TERRITOIRES ROMANESQUES 2023

IJKL


08/09/2022 : YASMINA KHADRA

C’est un véritable roman fleuve, au sens littéral du terme, que propose aujourd’hui le grand écrivain algérien. Fleuve  du temps en premier lieu : le récit s’écoule sur vingt-quatre années, de 1914 à 1938. Mais aussi écoulement d’une destinée, entre les champs de bataille de la Grande guerre sur le sol français et d’autres réalités non moins barbares vécues à son retour du front par Yacine Chéraga, le personnage principal de cette fiction. Le tout porté sur plus de cinq-cents pages par une coulée narrative d’une rare puissance. Assurément un texte majeur, à la hauteur de la grande trilogie de Yasmina Khadra, « Les Hirondelles de Kaboul », « L’Attentat » et « Les Sirènes de Bagdad ».

Au centre se tient donc, sorte de Candide maghrébin racontant sa propre histoire, celui qui tout du long ne cessa d’être bousculé et emporté dans les remous de deux fleuves tumultueux. Celui de l’Histoire et celui de la misère humaine. Yasmina Khadra dédie son livre à sa mère, son inspiratrice,  « qui ne savait ni lire ni écrire » : on peut imaginer en effet que la permanente sensation d’authenticité qui émane du texte tient au souvenir de la parole maternelle, à sa résonance par-delà le temps.

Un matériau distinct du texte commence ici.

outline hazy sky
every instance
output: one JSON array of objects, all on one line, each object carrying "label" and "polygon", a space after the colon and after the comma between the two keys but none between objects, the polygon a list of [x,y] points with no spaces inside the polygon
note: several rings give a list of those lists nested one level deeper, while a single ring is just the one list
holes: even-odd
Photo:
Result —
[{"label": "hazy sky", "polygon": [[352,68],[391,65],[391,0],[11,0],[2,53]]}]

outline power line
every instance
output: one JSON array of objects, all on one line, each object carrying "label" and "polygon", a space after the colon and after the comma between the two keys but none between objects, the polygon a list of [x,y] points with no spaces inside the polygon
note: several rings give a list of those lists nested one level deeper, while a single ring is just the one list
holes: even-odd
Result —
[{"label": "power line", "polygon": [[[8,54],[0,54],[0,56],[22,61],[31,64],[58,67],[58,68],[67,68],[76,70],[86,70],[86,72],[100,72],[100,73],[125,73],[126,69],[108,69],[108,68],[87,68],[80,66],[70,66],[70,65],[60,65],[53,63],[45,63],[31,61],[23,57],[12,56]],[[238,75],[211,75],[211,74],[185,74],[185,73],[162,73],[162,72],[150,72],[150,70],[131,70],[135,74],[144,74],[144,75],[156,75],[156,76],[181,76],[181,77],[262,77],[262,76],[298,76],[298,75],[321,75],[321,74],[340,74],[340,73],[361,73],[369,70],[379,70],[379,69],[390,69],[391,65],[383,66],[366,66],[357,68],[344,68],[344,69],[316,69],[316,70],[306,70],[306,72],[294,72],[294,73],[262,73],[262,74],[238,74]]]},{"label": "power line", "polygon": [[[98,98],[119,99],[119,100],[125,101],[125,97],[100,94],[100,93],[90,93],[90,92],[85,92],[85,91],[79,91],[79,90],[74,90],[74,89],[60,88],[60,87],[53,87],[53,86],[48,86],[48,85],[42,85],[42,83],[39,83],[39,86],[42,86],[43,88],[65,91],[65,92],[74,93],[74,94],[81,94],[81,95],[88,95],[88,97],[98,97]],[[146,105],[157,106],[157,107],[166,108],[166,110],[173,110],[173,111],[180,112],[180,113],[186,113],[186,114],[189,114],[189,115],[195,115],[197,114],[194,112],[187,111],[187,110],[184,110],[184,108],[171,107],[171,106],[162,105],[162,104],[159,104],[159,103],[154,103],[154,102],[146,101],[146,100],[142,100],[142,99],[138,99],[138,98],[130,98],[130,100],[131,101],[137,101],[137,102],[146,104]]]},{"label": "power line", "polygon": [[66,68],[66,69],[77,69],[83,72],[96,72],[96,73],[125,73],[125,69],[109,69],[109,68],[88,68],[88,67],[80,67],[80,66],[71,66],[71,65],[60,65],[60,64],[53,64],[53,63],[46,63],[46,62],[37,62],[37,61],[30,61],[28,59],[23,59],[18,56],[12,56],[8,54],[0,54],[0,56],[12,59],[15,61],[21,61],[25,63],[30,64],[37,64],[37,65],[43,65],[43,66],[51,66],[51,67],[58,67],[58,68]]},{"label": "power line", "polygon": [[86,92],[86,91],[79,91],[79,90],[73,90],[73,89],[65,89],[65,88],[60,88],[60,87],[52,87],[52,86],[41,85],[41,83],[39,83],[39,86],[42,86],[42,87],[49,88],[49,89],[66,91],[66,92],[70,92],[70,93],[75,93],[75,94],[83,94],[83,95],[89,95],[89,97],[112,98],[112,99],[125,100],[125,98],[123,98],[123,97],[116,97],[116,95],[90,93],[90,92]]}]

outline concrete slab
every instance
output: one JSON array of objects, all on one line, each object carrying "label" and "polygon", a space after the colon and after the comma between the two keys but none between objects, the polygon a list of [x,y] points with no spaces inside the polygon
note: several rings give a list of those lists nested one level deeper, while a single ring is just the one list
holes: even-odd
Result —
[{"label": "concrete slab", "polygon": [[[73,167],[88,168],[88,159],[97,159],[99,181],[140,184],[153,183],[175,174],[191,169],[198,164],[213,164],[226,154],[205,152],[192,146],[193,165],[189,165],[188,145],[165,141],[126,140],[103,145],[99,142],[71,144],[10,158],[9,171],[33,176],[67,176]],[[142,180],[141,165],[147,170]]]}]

L’envers du décor de la colonialisation

Dès les premières lignes l’ambiance est à la brutalité et à la peur, dans le douar où Yacine, « aîné d’une fratrie composée de quatre filles et de trois garçons », avec sa famille  tente péniblement de survivre. Celui-ci découvrira plus tard que le père chaque matin s’éclipsait de leur gourbi pour aller mendier. Un jour de l’automne 1914, l’exécuteur des basses œuvres du caïd local état venu chercher le jeune homme. Celui-ci s’était alors attendu au pire. Mais le pire ne fut pas celui qu’il imaginait. On l’avait tout bonnement contraint à endosser l’identité du fils du redoutable  personnage pour l’envoyer à sa place combattre sur le front. C’était le premier d’une série d’épisodes qui transformeraient l’innocent Yacine en véritable jouet du destin. Quatre années dans les tranchées, la bataille devant  Verdun, deux citations, le retour sur la terre natale, l’existence aux limites du supportable des « indigènes », l’éclaircie du mariage pourtant arrangé de Yacine le pur avec l’adolescente Meriem venue d’une tribu nomade du Sahara, puis l’accusation d’un double meurtre par le caïd, bien décidé à éliminer le gênant témoin de sa manigance. Enfin  l’arrestation, les douze ans passés dans l’enfer dégradant du bagne et la rencontre qui avait fait tout basculer en 1938… Un romanesque débridé se donne libre cours au fil du tempétueux récit. Solidement ancré dans un quotidien évoqué avec un saisissant réalisme. L’envers du décor de la colonisation. Les villes tels des bouges infâmes, les campagnes arides non moins dangereuses. Mais également les prodromes compliqués d’une résistance.

Avec « Les Vertueux » Yasmina Khadra a écrit sa « Tragédie optimiste »

Dans l’ombre portée de Yacine, c’est une vision panoramique sur un quart de siècle d’histoire algérienne que propose Yasmina Khadra. A l’égal de son homologue voltairien, le Candide maghrébin se trouve confronté à toutes les épreuves possibles et s’en tire grâce à une  indécrottable naïveté. A moins qu’il ne s’agisse d’une forme supérieure de stoïcisme, qu’alimentent ses lectures des manuscrits des Anciens et sa solide religiosité. Les tumultes de ce prodigieux roman s’enracinent en effet dans la profondeur d’une culture et d’une spiritualité. Il n’est pas insignifiant que Yacine achève son parcours, se préparant de longue main à « l’accalmie définitive », dans le ksar de Kenadsa, haut lieu saharien de respect humain et de sagesse. Manière aussi de donner rétrospectivement sens à la succession chaotique des épreuves qui parsemèrent sa vie. La haute leçon prodiguée par Yasmina Khadra dans son  proliférant récit. Une « tragédie optimiste » à l’algérienne.

« Les Vertueux », de Yasmina Khadra, Mialet Barrault, 544 pages, 21 €.